The third change is that AI applications are moving from chat interfaces to intelligent agents.
Intelligent agents can call tools, read files, search the web, execute tasks, and make multiple continuous calls to models.
Compared to regular chats, intelligent agents consume more tokens and rely more on stability.
This is a positive for OpenRouter.
Because the more calls are made and the longer the chain, the more developers need routing, backup, logging, cost control, and vendor management.
This is also why OpenRouter's financing announcement emphasizes that AI is moving from experiments to critical production applications and intelligent agent scenarios.
Its growth essentially stems from the increase in AI calling volume.
This business also has risks
OpenRouter is well-positioned, but not safe.
It is positioned between model companies, cloud vendors, and application developers. This position has value but can also be easily squeezed.
The first risk is that large companies may build in-house.
For small teams, OpenRouter is very convenient.
But for large enterprises, model routing, permissions, logging, and cost management can also be handled internally or outsourced to cloud vendors.
Especially for clients in finance, healthcare, and government, they may care more about data control and private deployments.
To enter these clients, OpenRouter cannot rely only on "having many models." It must delve deep into permissions, audits, data policies, vendor management, and enterprise support.
The second risk is that cloud vendors will also create model gateways.
AWS, Google Cloud, and Azure, these cloud platforms, already have enterprise clients, billing systems, permission systems, and compliance capabilities.
They can easily integrate multi-model calls, routing, monitoring, and cost management as part of their cloud services.
OpenRouter's advantage is its openness and neutrality, with broader model coverage and faster access.

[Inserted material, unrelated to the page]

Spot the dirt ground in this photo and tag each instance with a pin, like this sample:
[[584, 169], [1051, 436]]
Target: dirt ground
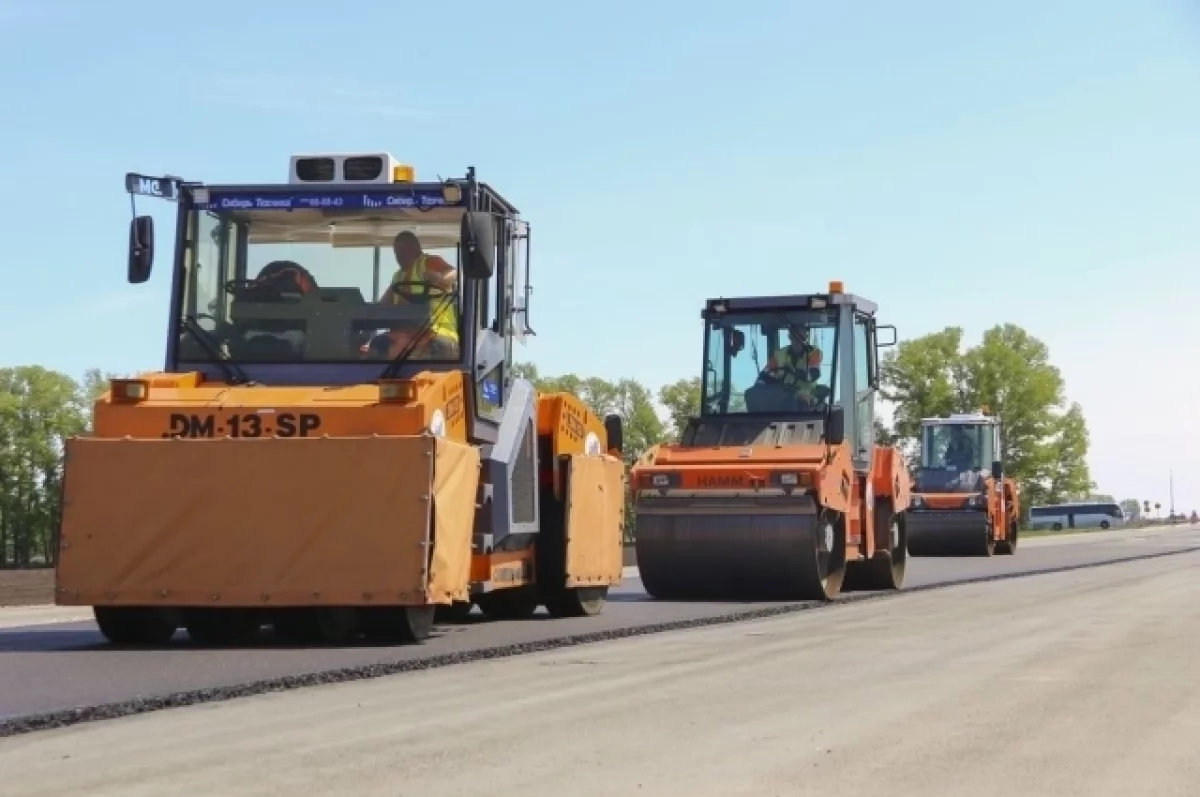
[[27, 587]]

However, cloud vendors' advantages lie in customer relationships and enterprise procurement processes, making this a long-term competition.
The third risk is the relationship with model vendors.
OpenRouter drives traffic to model companies but also distances model companies from final developers.
As the platform grows larger, it will control more user relationships and model usage data.
Model vendors want distribution but are also concerned about having their bargaining power weakened.
Such intermediary platforms are often welcomed by suppliers in the early stages; however, as they scale, the relationship becomes more delicate.
The fourth risk is the potential to lower platform fees.
OpenRouter charges a 5.5% platform fee, which seems low now.
But if similar services proliferate, developers will compare prices, stability, model coverage, and enterprise features.
If some competitors are willing to offer lower rates or if cloud vendors bundle such capabilities into existing services, OpenRouter will need to prove that it is more than just a "request forwarder."
It must continuously provide better routing, stronger model coverage, more transparent pricing, more stable services, and more comprehensive enterprise control.